As I came back on watch to relieve Dirk, he told me that the batteries were getting low, so we would need to bring up the plant for a while to charge them. I asked when, and he told me we had three or four more hours, so I put that a bit lower on the list. His big announcement really came as no surprise. The sub, Delta-two, was our old adversary, the Whiskey. This was the second time he had found us by using guile and submarine sense. This guy was really good, and we couldn't afford to make any wrong assumptions. The Skipper had been on the Control Station for about an hour, Dirk said. Then he left to check the plant and the condition of his guys. Ultra-quiet put them on port and starboard watches, and they were stretched.
We were at 150 feet, maintaining bare steerageway, but Parrish told me that our over-ground speed was nearly four knots. We definitely were riding the inbound current.
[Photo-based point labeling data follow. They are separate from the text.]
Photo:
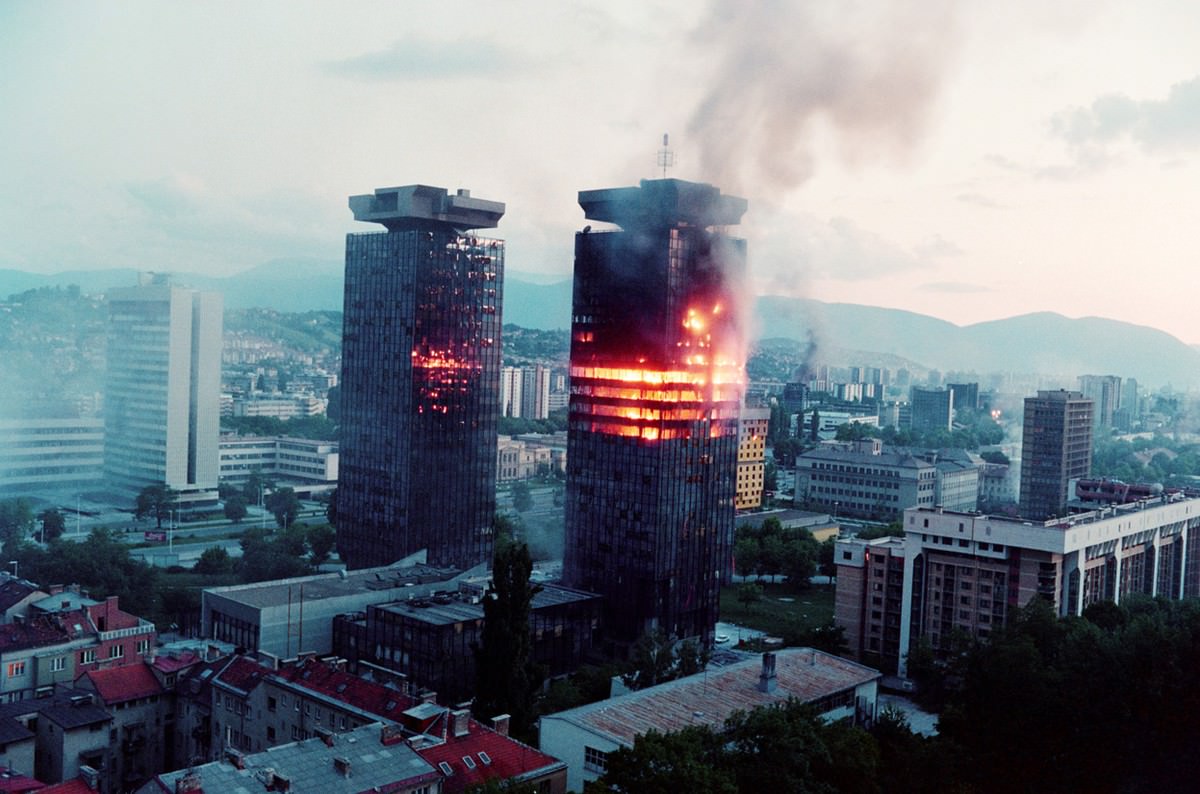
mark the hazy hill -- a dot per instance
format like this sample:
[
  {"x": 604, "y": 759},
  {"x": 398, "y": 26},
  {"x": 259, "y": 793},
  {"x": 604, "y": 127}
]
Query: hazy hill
[{"x": 1043, "y": 342}]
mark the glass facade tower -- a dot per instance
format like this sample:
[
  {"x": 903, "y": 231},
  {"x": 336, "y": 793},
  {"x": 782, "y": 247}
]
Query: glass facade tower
[
  {"x": 420, "y": 379},
  {"x": 657, "y": 356}
]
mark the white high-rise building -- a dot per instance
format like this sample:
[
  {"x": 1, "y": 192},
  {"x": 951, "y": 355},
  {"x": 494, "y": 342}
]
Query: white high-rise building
[
  {"x": 511, "y": 382},
  {"x": 535, "y": 392},
  {"x": 162, "y": 402}
]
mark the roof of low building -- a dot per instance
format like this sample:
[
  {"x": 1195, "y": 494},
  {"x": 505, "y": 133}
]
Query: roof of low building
[
  {"x": 492, "y": 756},
  {"x": 312, "y": 765},
  {"x": 711, "y": 697},
  {"x": 333, "y": 585},
  {"x": 124, "y": 684},
  {"x": 335, "y": 683}
]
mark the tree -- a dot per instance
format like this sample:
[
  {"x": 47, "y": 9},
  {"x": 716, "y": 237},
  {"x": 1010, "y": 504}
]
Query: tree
[
  {"x": 16, "y": 518},
  {"x": 749, "y": 593},
  {"x": 507, "y": 678},
  {"x": 214, "y": 560},
  {"x": 691, "y": 759},
  {"x": 285, "y": 505},
  {"x": 321, "y": 542},
  {"x": 521, "y": 497},
  {"x": 235, "y": 507},
  {"x": 156, "y": 500},
  {"x": 53, "y": 524}
]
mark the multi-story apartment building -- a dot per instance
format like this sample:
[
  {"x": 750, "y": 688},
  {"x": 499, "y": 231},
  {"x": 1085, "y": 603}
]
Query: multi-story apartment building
[
  {"x": 1056, "y": 447},
  {"x": 1105, "y": 392},
  {"x": 431, "y": 641},
  {"x": 861, "y": 479},
  {"x": 279, "y": 457},
  {"x": 967, "y": 571},
  {"x": 751, "y": 456},
  {"x": 420, "y": 379},
  {"x": 51, "y": 455},
  {"x": 162, "y": 388},
  {"x": 933, "y": 409},
  {"x": 655, "y": 390}
]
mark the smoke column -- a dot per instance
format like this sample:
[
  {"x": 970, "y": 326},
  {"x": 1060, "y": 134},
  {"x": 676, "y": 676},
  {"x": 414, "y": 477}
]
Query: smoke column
[{"x": 870, "y": 70}]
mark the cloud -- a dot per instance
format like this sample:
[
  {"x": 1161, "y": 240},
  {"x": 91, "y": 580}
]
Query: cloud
[
  {"x": 937, "y": 247},
  {"x": 415, "y": 59},
  {"x": 978, "y": 199},
  {"x": 954, "y": 288},
  {"x": 869, "y": 71},
  {"x": 1168, "y": 125},
  {"x": 791, "y": 250}
]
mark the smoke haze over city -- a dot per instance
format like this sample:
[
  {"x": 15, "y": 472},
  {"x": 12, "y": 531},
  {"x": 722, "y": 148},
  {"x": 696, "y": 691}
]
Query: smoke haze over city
[{"x": 965, "y": 161}]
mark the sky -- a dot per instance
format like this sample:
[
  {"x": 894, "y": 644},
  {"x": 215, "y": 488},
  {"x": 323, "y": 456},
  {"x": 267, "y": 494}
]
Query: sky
[{"x": 969, "y": 160}]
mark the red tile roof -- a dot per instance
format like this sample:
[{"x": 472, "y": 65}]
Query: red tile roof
[
  {"x": 121, "y": 684},
  {"x": 67, "y": 787},
  {"x": 168, "y": 663},
  {"x": 15, "y": 783},
  {"x": 243, "y": 673},
  {"x": 509, "y": 758},
  {"x": 369, "y": 696},
  {"x": 35, "y": 633}
]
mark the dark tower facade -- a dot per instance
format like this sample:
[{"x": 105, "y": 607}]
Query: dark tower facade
[
  {"x": 1056, "y": 447},
  {"x": 655, "y": 389},
  {"x": 420, "y": 379}
]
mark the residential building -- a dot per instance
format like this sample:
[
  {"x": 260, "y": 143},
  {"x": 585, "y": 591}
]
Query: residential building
[
  {"x": 162, "y": 388},
  {"x": 969, "y": 571},
  {"x": 965, "y": 396},
  {"x": 751, "y": 456},
  {"x": 511, "y": 383},
  {"x": 287, "y": 617},
  {"x": 283, "y": 407},
  {"x": 420, "y": 379},
  {"x": 72, "y": 737},
  {"x": 51, "y": 455},
  {"x": 655, "y": 390},
  {"x": 281, "y": 458},
  {"x": 363, "y": 761},
  {"x": 431, "y": 641},
  {"x": 862, "y": 479},
  {"x": 517, "y": 459},
  {"x": 583, "y": 737},
  {"x": 1105, "y": 392},
  {"x": 1056, "y": 447},
  {"x": 933, "y": 409},
  {"x": 137, "y": 702},
  {"x": 259, "y": 705}
]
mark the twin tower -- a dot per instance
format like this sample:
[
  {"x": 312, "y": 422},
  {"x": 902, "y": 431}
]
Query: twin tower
[{"x": 655, "y": 378}]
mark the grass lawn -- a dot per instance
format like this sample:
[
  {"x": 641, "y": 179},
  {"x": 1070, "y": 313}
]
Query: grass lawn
[{"x": 779, "y": 608}]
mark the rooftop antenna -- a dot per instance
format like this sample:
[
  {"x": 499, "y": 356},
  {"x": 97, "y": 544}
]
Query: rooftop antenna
[{"x": 666, "y": 157}]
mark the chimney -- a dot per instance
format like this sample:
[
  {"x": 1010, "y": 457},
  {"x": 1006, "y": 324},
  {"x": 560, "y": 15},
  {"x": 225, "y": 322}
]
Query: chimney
[
  {"x": 189, "y": 783},
  {"x": 90, "y": 777},
  {"x": 767, "y": 678},
  {"x": 459, "y": 720}
]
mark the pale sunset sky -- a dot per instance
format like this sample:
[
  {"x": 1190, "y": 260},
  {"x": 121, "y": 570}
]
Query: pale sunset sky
[{"x": 969, "y": 160}]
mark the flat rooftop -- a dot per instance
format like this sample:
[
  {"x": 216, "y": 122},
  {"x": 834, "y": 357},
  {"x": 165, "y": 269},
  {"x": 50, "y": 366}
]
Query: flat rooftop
[
  {"x": 335, "y": 585},
  {"x": 663, "y": 203},
  {"x": 711, "y": 697}
]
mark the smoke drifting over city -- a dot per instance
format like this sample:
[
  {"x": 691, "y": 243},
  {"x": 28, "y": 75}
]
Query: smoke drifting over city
[{"x": 869, "y": 72}]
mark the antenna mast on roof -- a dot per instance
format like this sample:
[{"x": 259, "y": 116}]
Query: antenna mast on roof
[{"x": 666, "y": 157}]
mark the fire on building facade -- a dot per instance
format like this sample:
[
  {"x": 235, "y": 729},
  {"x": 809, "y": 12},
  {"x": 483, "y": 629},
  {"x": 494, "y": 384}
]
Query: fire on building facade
[{"x": 655, "y": 391}]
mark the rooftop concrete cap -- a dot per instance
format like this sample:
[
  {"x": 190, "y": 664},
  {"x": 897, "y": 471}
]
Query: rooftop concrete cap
[
  {"x": 417, "y": 205},
  {"x": 663, "y": 203}
]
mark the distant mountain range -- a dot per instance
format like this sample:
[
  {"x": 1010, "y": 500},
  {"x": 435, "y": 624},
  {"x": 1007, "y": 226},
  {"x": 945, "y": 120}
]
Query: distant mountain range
[{"x": 1030, "y": 343}]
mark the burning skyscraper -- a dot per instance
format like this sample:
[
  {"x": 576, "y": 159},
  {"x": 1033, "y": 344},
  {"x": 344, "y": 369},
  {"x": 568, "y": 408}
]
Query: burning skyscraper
[
  {"x": 657, "y": 353},
  {"x": 420, "y": 379}
]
Sonar reported the Ognevoy underway at six knots, almost off our starboard beam twenty miles to the north, heading toward us. The Gnevnyy was eighteen miles to our stern — the Skipper had nailed that one — DIW but the plant was running, so we could hear her just fine. The Whiskey was hanging off our port quarter, but he hadn't spotted us, probably because we were outside his sonar range — he was ten miles out. From time to time, the Ognevoy's bird would fire off a ping, but Sonar hadn't picked him up for the past two hours.